Из собора доносилось пение под аккомпанемент органа. «Вероятно, какое-нибудь торжество. Может быть, крестят ребенка или венчаются».

Он поискал и нашел прерванную мысль. «Результат крушения веры, ее утраты — это конюшни вместо храмов, бомбардировки и попытки восстановить невосстановимое…» «Невосстановимое»? «А разве своим неверием не замахиваемся мы на верования других?…Даже тех, кто жил раньше и упокоился со словами веры на устах?» «А не слишком ли на многое мы замахиваемся?» «Разве могут они, для которых жив был Бог, по нашей прихоти лишиться его, как лишились монастыря?» «Если мы не в силах опрокинуть их верования в прошлом, то она, эта их вера, должна… спасти нас!» «Они имеют право на защиту». «Как?!» «Через живых!» «Зафилософствовался».

Он рассеяно шел среди празднично одетых людей. Лица их сияли улыбками. У многих были цветы. «Наверное, все-таки свадьба…»

Чего-то не хватало в его рассуждениях. Внутри было пусто и холодно. Он был тут, как обычно в последнее время, всем чужой.

Молчали камни. Молчало небо. Казалось, не хватало какого-то пустяка, мелочи. Кто-то ему говорил, что на «том» свете все обстоит точно так же, как и на этом, за исключением небольшого сдвига, этакого постоянно и повсюду присутствующего нарушения. «Чуть-чуть вбок!» — так он сформулировал для себя.
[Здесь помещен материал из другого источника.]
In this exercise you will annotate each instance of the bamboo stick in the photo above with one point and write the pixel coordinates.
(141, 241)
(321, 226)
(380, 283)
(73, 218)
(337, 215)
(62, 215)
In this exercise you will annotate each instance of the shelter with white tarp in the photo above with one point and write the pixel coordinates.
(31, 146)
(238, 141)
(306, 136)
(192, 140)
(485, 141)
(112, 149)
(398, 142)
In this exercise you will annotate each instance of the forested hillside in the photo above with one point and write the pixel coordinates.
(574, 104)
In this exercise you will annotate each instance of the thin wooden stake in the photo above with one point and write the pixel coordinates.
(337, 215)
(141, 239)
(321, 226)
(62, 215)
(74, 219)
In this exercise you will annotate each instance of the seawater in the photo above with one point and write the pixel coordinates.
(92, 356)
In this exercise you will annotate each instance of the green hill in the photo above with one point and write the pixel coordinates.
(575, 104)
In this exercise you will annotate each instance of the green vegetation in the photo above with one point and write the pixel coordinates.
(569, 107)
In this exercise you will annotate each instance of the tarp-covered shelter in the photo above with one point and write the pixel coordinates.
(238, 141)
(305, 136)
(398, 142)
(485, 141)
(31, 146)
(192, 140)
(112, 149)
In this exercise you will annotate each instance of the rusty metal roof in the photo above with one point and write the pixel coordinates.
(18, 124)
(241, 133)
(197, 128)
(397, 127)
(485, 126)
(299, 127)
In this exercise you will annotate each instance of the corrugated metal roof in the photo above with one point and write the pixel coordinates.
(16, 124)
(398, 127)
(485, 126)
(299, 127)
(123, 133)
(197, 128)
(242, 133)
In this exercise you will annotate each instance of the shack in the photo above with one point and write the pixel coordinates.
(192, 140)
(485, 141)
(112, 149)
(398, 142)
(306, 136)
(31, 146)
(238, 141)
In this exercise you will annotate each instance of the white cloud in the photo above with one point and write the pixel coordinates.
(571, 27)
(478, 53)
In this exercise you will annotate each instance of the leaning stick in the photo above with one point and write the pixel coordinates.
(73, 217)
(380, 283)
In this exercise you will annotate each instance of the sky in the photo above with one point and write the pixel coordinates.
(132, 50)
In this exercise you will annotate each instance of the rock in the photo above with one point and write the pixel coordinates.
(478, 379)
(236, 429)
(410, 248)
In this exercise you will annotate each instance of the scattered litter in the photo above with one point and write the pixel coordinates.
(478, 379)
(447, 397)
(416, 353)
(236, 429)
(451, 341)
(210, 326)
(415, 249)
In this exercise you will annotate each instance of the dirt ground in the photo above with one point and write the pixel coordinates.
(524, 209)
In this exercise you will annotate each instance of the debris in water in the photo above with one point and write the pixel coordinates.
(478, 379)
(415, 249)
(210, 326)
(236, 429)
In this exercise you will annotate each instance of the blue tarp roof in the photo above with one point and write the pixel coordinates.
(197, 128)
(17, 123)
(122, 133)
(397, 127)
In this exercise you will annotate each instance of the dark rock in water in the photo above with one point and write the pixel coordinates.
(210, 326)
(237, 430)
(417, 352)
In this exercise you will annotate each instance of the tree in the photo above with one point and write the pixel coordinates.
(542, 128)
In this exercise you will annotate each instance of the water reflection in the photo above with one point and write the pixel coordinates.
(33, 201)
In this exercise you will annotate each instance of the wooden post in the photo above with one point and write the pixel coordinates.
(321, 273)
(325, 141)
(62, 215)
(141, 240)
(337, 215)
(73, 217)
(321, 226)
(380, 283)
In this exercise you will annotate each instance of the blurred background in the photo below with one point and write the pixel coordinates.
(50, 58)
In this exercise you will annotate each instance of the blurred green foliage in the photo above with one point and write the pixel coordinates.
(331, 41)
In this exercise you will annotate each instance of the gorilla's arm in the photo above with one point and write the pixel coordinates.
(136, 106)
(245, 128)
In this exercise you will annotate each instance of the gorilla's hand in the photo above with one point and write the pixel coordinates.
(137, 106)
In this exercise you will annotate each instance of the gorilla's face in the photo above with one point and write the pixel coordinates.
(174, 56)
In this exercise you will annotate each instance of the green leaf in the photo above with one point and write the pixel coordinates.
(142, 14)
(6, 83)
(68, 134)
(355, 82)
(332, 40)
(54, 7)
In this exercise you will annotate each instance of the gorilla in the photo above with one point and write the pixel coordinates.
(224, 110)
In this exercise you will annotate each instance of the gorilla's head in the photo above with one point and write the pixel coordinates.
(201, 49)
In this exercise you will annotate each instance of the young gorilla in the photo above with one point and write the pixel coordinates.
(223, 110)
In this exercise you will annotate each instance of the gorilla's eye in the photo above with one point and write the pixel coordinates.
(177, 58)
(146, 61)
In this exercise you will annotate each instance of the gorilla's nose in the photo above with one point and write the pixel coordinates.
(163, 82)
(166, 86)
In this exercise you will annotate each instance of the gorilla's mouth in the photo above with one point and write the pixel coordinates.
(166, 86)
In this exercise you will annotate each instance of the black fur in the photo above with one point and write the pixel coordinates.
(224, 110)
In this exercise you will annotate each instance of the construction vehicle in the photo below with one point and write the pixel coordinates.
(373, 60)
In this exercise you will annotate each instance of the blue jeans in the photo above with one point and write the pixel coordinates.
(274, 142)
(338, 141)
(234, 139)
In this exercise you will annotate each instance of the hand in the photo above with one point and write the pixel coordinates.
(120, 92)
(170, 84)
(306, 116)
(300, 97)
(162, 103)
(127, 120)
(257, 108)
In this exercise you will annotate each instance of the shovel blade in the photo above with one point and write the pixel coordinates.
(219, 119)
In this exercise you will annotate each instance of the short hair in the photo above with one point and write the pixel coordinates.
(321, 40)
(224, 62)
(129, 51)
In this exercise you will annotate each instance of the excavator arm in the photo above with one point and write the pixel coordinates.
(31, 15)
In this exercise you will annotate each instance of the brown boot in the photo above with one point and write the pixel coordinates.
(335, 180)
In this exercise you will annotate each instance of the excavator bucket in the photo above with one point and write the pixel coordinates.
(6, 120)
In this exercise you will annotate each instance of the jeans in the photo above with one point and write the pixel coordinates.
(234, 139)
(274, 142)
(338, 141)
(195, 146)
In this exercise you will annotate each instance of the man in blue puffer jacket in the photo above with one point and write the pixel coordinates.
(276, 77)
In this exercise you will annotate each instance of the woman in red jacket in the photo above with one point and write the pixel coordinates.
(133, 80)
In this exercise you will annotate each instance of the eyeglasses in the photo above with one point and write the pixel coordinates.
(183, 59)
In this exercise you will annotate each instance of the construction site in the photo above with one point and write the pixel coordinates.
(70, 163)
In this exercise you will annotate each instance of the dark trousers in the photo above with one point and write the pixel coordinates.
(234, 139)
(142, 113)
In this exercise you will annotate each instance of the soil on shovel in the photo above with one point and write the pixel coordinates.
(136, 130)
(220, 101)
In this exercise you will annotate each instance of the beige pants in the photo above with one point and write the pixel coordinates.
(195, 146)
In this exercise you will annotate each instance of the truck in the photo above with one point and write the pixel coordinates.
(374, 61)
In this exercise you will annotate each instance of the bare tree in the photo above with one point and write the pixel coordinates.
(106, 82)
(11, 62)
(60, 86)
Из костела вышли люди, впереди всех пара, жених с невестой. Она была в белом платье, украшенном цветами. «Флер д’оранж!» — подумал он. Жених держал большой букет. Только теперь он заметил в руках невесты фотоаппарат. Она искала глазами кого-нибудь в толпе, кто бы их щелкнул, но окружающие как-то отстранялись, занятые своим, они как бы выводили девушку в белом на него. Она очутилась рядом. «Битте!» — она протянула ему камеру. Он взял аппарат, встал на то место, которое она ему указала. «Аллес фертиг!» — сказала она, давая понять, что камера настроена, только щелкнуть. Он поймал в объектив их изображение. Живо представил себе будущий снимок: парочка с улыбками и цветами, а над ними парящий ангел. «Браки заключаются на небесах. Так или не так?» — он нажал на спуск. На лицах окружающих мелькнул отблеск фотовспышки. А он поискал над головами новобрачных ангела. Машинально. Девушка поняла его ищущий взгляд по-своему. Она протянула руку и взяла у него аппарат, самого же его она слегка отодвинула, чтобы удобнее было сфотографировать. «Адрес вы напишете потом!» — сказала она, кажется.

Он покорно встал, попытался улыбнуться. Вокруг люди примолкли и воззрились на него. Он растянул рот, поискал, куда пристроить взгляд, чтобы не встречаться с чужими взглядами. Получилось, он смотрел туда, где раньше поместил ангела.

Раздался щелчок затвора, и последовала вспышка. Ослепительный свет шел как раз оттуда, где был ангельский лик.

Он упал.

Когда он очнулся и открыл глаза, все было по-прежнему.